Reflections & Observations

An Outrage

   Appian Way would be just another street in Santa Monica, if it weren't for its dazzling location. It veers off Pacific Coast Highway, just west of the McClure Tunnel, runs under the Santa Monica Pier and laps along the beach to the westerly end of Pico Boulevard. 
   During construction of two new City facilities -- the Moss Avenue Pumping Station and the Urban Runoff Reclamation Facility, a portion of Appian from Moss Avenue south was reduced to one lane, and southbound traffic was barred -- at the behest of the contractor. 
   It was generally assumed that the ONE WAY DO NOT ENTER signs would come down and two-way traffic would be restored when construction was done. But the construction crews have moved out and the DO NOT ENTER signs remain in place. 
   According to Lucy Dyke of the City's Traffic Division, the City has no plans to reopen that portion of Appian to southbound traffic. When asked if the City had the authority to make such a change without a public hearing, Dyke said it did. 
   It turns out that both the Pier Restoration Corporation (PRC) and people who live on Appian Way want to permanently bar southbound traffic from PCH. The PRC likes the arrangement because it forces people coming off PCH into the 1550 beach parking lot. Residents like it because it reduces traffic in the neighborhood.
   There are undoubtedly businesses all over Santa Monica which would like to funnel customers right to their doors and thousands of residents who would like to reduce traffic on the streets they live on, but, thus far, the City has not acknowledged, much less responded to their wishes -- because it would be both foolhardy and unreasonable. Yet, in this instance, it has apparently acceded to the wishes of a City agency and a few residents. 

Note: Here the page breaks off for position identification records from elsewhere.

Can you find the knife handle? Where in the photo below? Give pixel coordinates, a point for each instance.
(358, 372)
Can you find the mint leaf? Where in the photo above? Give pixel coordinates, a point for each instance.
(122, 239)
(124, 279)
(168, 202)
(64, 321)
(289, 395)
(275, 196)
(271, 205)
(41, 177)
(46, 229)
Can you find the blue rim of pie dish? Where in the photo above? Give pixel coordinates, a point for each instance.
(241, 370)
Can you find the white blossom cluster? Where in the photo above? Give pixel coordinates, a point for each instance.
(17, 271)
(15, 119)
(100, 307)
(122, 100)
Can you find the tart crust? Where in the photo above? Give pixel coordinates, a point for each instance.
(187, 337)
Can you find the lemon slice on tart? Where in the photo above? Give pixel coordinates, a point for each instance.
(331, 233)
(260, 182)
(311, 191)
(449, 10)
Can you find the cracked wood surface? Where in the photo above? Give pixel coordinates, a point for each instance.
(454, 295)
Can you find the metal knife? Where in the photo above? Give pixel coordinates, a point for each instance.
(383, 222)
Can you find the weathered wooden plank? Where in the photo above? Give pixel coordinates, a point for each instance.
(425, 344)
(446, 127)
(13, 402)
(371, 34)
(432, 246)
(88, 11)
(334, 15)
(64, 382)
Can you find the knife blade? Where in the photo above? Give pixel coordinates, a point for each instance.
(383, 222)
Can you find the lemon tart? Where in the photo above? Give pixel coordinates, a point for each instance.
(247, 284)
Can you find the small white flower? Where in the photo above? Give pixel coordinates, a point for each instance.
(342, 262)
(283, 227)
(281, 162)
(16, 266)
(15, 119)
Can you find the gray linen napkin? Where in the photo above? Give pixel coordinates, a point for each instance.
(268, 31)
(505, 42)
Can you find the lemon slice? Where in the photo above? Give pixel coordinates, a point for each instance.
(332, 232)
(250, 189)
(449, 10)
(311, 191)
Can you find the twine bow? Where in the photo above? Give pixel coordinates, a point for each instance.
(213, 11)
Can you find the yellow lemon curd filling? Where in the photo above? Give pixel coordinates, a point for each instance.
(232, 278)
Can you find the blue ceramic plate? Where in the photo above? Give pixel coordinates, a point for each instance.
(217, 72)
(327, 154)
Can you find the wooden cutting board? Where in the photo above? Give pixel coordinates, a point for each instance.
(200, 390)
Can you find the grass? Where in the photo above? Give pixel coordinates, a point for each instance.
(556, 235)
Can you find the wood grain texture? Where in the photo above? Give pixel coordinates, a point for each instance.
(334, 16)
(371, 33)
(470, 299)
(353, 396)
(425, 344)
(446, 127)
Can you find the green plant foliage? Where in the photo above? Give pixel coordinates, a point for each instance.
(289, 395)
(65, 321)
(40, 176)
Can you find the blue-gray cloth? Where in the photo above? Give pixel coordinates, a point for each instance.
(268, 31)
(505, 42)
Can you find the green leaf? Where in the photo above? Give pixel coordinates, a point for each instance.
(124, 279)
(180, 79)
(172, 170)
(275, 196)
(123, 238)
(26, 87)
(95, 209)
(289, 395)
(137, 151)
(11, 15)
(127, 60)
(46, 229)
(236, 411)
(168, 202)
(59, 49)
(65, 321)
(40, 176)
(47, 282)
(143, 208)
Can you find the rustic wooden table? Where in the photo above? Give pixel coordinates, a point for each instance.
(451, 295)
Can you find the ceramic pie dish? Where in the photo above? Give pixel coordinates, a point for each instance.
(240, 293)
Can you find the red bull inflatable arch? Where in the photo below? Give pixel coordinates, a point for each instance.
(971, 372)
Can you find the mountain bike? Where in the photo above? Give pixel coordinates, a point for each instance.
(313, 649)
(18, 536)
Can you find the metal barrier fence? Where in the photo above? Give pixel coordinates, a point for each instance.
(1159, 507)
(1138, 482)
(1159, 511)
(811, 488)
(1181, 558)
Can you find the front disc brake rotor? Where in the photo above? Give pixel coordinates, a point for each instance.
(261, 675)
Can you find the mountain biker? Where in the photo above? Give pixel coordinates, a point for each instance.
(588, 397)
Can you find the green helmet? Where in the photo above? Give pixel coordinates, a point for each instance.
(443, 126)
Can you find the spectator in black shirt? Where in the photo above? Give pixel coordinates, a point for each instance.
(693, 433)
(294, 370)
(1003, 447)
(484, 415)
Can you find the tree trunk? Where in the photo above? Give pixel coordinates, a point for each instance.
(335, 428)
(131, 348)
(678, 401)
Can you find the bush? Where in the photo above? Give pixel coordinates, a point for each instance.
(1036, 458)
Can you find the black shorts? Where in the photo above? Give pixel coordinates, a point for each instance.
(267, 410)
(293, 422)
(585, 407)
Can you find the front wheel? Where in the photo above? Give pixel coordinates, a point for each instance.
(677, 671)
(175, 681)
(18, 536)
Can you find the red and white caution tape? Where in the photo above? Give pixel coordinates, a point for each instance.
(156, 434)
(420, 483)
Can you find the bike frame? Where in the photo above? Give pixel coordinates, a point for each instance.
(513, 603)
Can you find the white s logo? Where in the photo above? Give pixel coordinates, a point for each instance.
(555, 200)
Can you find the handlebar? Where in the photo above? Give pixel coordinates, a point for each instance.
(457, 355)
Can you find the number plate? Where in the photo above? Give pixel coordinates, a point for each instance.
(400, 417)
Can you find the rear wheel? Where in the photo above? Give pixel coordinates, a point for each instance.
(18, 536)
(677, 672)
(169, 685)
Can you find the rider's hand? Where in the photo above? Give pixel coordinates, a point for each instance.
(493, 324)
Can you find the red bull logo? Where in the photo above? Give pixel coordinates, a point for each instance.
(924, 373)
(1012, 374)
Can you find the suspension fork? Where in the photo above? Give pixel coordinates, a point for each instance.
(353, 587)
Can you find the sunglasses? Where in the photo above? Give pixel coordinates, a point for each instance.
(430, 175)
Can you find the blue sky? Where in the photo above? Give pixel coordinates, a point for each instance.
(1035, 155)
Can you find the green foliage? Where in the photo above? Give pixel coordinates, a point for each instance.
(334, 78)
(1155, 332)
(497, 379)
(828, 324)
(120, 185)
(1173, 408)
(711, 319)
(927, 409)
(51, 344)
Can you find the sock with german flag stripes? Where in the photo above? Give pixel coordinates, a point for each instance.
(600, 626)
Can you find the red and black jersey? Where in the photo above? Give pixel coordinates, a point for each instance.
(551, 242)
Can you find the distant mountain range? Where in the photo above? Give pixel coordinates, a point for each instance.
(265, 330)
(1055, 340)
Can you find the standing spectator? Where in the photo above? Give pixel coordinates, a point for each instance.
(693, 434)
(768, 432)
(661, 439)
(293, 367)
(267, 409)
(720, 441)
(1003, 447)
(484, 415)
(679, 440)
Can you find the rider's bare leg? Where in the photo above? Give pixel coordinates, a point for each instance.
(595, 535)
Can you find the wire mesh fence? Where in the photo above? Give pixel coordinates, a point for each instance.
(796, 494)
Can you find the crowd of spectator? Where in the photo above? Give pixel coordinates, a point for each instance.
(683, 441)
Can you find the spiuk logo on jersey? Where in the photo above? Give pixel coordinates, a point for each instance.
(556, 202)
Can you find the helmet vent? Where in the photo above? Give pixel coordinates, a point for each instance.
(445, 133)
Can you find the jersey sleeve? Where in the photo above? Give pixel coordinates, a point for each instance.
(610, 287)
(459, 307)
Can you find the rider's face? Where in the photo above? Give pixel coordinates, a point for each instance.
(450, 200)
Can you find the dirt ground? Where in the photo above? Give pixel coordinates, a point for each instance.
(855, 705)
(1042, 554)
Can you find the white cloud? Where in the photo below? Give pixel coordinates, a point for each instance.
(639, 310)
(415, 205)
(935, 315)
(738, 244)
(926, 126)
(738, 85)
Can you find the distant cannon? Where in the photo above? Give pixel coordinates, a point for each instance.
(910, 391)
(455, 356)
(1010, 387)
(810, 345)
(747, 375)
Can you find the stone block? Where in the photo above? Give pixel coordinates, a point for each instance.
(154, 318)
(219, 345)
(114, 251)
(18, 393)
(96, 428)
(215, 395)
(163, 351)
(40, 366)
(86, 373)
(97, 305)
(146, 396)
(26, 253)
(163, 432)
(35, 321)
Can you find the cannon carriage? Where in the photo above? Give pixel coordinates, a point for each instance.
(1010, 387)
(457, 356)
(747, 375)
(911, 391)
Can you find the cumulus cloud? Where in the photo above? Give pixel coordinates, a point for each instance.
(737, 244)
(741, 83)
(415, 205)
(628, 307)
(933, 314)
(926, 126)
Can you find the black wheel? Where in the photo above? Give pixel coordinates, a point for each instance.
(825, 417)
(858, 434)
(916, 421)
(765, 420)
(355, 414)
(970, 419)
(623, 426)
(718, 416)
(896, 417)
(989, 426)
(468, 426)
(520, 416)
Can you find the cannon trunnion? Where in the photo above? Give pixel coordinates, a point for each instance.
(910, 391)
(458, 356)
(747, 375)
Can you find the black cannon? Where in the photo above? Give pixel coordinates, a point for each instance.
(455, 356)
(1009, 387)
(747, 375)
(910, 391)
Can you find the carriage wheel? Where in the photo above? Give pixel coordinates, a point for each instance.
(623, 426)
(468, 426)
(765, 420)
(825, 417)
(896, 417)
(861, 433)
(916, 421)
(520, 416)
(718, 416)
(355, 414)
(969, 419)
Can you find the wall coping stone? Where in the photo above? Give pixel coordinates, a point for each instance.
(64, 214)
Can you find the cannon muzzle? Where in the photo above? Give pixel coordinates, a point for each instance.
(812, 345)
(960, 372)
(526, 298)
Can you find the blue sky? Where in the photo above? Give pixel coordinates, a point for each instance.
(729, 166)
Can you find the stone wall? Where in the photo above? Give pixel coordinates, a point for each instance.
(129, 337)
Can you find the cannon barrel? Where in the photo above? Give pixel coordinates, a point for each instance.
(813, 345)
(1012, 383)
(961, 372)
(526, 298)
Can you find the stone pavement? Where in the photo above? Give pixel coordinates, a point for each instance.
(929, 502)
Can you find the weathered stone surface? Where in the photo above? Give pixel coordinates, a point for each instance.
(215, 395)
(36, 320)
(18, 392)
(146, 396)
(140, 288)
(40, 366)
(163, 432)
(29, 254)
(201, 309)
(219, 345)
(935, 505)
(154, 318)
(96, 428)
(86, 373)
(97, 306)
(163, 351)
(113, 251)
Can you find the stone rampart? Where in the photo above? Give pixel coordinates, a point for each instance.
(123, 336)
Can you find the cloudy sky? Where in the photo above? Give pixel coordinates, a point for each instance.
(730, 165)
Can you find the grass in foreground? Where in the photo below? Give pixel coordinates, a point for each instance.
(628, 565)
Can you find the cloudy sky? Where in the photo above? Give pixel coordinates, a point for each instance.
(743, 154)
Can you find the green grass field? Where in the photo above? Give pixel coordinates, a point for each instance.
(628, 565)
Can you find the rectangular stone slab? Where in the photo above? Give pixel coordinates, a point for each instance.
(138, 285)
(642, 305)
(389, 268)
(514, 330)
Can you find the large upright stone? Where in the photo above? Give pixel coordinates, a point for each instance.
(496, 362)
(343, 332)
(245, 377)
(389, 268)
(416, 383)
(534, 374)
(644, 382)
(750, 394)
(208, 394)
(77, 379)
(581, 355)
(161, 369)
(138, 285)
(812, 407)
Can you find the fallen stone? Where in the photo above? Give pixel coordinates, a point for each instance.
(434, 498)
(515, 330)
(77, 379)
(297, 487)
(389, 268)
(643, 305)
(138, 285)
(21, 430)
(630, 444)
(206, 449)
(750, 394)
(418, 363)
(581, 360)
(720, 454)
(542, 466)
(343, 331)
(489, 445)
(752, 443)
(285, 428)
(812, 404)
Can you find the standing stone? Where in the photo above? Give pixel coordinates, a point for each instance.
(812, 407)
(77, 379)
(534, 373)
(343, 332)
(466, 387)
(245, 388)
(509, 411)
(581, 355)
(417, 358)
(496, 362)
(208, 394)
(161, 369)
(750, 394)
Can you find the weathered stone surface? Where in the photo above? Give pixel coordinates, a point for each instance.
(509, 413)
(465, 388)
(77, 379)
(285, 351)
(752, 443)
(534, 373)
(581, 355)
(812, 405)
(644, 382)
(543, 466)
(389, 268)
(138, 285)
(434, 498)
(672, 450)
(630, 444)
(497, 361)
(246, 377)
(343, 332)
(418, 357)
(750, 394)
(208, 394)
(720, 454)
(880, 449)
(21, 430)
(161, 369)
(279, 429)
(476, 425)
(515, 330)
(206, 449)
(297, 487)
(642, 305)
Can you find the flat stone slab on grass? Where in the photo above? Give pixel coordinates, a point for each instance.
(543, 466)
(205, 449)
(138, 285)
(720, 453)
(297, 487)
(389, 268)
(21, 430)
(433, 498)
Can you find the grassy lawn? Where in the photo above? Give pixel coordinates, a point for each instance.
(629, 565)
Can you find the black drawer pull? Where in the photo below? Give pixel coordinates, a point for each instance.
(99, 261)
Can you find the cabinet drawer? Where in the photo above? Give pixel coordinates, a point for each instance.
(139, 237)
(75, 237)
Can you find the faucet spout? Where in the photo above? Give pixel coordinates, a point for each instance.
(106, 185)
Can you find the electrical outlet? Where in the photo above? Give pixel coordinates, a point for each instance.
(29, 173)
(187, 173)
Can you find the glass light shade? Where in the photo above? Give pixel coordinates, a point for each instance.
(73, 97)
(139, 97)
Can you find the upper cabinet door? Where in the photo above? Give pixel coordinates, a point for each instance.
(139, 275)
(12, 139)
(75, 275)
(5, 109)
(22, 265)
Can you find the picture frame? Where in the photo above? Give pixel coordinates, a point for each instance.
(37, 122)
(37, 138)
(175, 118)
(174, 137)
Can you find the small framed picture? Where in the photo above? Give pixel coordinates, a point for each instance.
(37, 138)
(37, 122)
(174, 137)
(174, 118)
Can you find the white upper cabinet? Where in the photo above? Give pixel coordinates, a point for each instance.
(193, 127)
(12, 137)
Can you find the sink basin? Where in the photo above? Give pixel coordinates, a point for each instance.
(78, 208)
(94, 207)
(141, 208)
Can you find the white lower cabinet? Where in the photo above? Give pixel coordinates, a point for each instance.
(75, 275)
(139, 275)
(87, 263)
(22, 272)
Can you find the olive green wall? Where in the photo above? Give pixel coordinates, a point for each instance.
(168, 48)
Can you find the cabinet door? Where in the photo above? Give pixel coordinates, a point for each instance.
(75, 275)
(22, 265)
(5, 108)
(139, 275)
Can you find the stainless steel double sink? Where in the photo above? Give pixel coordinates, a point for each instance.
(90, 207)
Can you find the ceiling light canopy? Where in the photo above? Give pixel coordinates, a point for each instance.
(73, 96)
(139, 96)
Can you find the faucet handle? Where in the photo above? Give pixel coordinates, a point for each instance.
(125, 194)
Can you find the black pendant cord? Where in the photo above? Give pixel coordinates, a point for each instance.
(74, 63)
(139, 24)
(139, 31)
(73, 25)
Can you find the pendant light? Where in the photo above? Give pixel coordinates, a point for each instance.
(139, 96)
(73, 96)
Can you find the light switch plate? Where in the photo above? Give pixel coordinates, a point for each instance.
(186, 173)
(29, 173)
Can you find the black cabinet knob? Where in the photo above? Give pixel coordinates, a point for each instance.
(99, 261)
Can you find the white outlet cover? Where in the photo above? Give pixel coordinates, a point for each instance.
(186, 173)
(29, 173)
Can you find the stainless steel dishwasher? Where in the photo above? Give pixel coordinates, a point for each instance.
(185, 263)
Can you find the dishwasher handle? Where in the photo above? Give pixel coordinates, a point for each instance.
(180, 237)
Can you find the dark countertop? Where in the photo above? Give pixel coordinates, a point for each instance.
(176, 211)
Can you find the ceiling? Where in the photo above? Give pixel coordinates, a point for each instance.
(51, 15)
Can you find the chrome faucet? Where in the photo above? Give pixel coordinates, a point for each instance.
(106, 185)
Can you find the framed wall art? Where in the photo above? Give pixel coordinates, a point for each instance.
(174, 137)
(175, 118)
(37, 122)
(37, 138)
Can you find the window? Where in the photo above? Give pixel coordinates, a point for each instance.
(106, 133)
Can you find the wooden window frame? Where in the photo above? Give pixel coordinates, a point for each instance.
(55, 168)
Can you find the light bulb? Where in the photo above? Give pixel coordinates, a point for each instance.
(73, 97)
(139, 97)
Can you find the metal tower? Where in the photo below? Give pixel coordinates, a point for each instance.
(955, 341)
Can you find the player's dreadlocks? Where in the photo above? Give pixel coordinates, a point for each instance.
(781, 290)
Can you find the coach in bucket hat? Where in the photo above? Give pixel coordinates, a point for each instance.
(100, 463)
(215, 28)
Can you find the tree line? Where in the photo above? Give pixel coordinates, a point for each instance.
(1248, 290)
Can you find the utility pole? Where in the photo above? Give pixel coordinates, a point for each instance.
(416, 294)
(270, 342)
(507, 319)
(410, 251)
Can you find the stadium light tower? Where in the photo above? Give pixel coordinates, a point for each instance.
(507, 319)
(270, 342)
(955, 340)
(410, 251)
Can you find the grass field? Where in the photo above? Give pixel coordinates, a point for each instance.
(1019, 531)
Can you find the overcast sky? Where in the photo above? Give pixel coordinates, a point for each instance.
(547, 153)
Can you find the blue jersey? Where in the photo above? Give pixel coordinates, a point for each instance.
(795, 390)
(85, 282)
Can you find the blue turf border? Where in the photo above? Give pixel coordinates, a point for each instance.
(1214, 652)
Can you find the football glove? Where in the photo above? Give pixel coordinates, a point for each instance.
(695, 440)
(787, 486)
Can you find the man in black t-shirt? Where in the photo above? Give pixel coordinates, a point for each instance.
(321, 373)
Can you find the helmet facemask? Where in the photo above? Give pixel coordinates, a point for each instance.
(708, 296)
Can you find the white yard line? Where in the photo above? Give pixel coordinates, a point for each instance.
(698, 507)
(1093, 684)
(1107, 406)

   Appian Way does not belong to the people who live on it. It's a public street which is owned and maintained by the public and -- like all the other streets in Santa Monica -- it must be fully accessible to the public. 
   And it's a crucial piece of the city street system. It's the most direct route to the South Beach and Ocean Park neighborhoods for people traveling south on PCH and it's a uniquely lovely drive -- with its close-up views of the beach and ocean. No street in the city is closer to the sand. 
   If the PRC wants more people to come to the Pier, then it should restore the unique character of the Pier which it managed to eradicate during its ill-advised redevelopment. 
   Appian Way residents -- like all beachfront residents -- have a tougher choice. Traffic at the beach is inevitable and chronic. There has always been too much traffic at the beach and probably always will be -- especially since the City created the Hotel District on that ultra-choice strip of beachfront land that runs south from the Pier to Pico. 
   Given that, people who live on Appian, along with people who live on PCH, Barnard Way and the short streets like Hollister, Pacific and Wadsworth that dead-end at Barnard, can either see the traffic as the price they pay for living in the choicest locale in Santa Monica, or they can move to some less trafficked inland street. What they cannot do and what the City cannot permit them to do is to, in effect, gate a public street. 
   Some of them tried, twice, to gate a public walkway that runs from Appian to Ocean Avenue, but, in both instances, the City immediately removed the gates. 
   Barring pedestrians from a public walkway was a minor inconvenience, barring cars from a vital and gorgeous public street with the connivance of the City is not simply an inconvenience, it's an outrage.